The 45-year-old actor and writer told this week’s Radio Times – while sipping from his Star Wars mug – that he now had reservations about becoming the “poster-child” for the “geekdom generation”.

“Obviously,” he said, “I’m very much a self-confessed fan of science-fiction and genre cinema. But part of me looks at society as it is now and thinks we’ve been infantilised by our own taste. We’re essentially all consuming very childish things – comic books, superheroes… Adults are watching this stuff, and taking it seriously!

“It is a kind of dumbing down because it’s taking our focus away from real-world issues. Films used to be about challenging, emotional journeys. Now we’re really not thinking about anything, other than the fact that the Hulk just had a fight with a robot.”

In worrying about the infantilisation of modern culture, Pegg appears to be in excellent company. Alan Moore, writer of the Watchmen series, last year suggested that the current adult interest in comic book superheroes was “culturally catastrophic” and that“this embracing of what were unambiguously children’s characters at their inception seems to indicate a retreat from the admittedly overwhelming complexities of modern existence”. Pegg’s comments, however, are likely to be considered every bit as eyebrow-raising as Moore’s.

As suggested by the title of his autobiography Nerd do Well , much of Pegg’s success has been based on playing characters with geeky obsessions who haven’t quite grown up.

He first achieved cult fame in 1999 after co-writing the Channel 4 sitcom Spaced, in which he played a science fiction-consuming slacker and aspiring comic book artist. Then came Shaun of the Dead, the hit 2004 “rom-zom-com” in which he played a hapless, slightly immature 30-something fighting off zombies.
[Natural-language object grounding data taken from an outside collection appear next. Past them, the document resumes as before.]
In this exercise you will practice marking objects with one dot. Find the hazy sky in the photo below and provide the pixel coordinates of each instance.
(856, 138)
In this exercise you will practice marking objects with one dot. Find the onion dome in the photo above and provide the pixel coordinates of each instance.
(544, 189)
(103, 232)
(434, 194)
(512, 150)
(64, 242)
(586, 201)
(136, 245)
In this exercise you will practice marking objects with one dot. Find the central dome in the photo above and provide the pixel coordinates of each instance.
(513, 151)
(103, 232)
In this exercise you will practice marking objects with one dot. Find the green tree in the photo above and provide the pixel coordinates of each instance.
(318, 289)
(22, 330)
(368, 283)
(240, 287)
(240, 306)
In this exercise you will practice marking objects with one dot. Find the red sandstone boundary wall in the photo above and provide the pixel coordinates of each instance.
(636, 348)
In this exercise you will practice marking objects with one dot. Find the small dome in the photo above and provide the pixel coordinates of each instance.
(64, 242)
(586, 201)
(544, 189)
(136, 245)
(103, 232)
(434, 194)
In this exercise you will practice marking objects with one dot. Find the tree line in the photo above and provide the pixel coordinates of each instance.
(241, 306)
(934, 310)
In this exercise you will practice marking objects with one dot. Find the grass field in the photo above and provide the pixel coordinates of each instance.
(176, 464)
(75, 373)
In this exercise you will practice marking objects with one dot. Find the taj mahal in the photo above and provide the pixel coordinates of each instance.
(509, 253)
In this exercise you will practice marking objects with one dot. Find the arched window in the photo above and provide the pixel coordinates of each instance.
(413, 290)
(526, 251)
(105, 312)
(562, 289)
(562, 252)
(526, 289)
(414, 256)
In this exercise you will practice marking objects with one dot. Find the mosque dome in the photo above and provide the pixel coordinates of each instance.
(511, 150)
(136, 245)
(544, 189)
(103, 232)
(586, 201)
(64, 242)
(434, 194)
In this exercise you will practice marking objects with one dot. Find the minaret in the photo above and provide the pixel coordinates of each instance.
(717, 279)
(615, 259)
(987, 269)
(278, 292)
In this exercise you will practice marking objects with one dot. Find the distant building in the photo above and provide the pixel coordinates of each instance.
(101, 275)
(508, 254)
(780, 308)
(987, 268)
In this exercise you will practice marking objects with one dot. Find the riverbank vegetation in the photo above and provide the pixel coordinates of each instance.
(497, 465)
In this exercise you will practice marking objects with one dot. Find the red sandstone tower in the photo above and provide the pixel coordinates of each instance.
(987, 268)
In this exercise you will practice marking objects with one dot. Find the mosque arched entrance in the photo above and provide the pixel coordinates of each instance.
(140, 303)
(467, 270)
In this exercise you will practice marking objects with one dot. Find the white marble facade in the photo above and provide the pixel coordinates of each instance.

Toni Collette and Simon Pegg in ‘Hector and the Search for Happiness’

Other career highlights have included the films How to Lose Friends and Alienate People, in which he plays a hapless, slightly immature 30-something journalist, and Run, Fatboy, Run, in which he played a hapless, slightly immature 30-something boyfriend who runs away from his pregnant fiancée on his wedding day.

For fans worried that Pegg might grow up onscreen, however, there appears to be no immediate need to panic. In August he will star in Absolutely Anything, about a hapless, slightly immature 40-something given the power to do absolutely anything by “some very mad aliens”.